En ce nouveau et dernier réveillon de l’année 2018 …
Dont les meilleures photos ne devraient pas manquer pour bon nombre d’entre nous …
De faire les meilleures pages et les beaux jours de la formidable invention du docteur Frankenstein-Zuckerberg …
Comme hélas depuis bientôt deux mois le déchainement auto-entretenu de la violence et de l’envie des casseurs aux gilets jaunes …
Comment ne pas repenser avec la NY Review of books …
Ou le girardien Jean-Marc Bourdin …
Aux découvertes et analyses de René Girard sur « l’universalisation de la médiation interne » dont est faite notre modernité même …
Avec la réduction toujours plus implacable qu’elle implique …
Des « domaines de la vie qui séparaient les gens les uns des autres » …
Et qui avec les réseaux sociaux et ses « influenceurs » et « suiveurs » trouve sa confirmation la plus éclatante …
Ouvrant littéralement à la planète entière …

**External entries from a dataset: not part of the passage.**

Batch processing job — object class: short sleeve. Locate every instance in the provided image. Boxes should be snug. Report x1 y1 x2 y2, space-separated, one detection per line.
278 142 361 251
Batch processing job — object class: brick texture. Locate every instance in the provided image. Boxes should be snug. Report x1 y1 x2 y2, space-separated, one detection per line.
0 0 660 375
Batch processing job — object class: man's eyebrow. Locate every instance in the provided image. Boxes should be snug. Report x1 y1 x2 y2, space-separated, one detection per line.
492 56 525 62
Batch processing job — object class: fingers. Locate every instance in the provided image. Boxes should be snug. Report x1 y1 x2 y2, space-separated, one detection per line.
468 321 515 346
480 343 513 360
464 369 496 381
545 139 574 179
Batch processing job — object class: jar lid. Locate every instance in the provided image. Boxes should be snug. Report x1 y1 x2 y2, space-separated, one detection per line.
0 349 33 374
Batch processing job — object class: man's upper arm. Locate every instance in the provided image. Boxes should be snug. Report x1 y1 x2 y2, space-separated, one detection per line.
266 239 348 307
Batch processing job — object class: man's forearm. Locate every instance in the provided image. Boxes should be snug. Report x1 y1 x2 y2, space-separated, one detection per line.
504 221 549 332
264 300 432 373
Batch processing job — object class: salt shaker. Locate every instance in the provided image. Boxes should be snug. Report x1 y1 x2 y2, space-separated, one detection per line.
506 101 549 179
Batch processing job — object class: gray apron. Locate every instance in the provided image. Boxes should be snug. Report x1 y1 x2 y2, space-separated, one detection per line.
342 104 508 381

Et pour le meilleur comme pour le pire …
La scène sur laquelle chacun peut désormais s’exposer …
Au déchainement quasiment sans frein des « feux de l’envie » ?
Robert Pogue Harrison
NY Review of Books
December 20, 2018
Evolution of Desire: A Life of René Girard
Evolution and Conversion: Dialogues on the Origins of Culture
Deceit, Desire, and the Novel
Violence and the Sacred
Things Hidden Since the Foundation of the World
A Theater of Envy: William Shakespeare
Battling to the End: Conversations with Benoît Chantre
René Girard (1923–2015) was one of the last of that race of Titans who dominated the human sciences in the nineteenth and twentieth centuries with their grand, synthetic theories about history, society, psychology, and aesthetics. That race has since given way to a more cautious breed of “researchers” who prefer to look at things up close, to see their fine grain rather than their larger patterns. Yet the times certainly seem to attest to the enduring relevance of Girard’s thought to our social and political realities. Not only are his ideas about mimetic desire and human violence as far-reaching as Marx’s theories of political economy or Freud’s claims about the Oedipus complex, but the explosion of social media, the resurgence of populism, and the increasing virulence of reciprocal violence all suggest that the contemporary world is becoming more and more recognizably “Girardian” in its behavior.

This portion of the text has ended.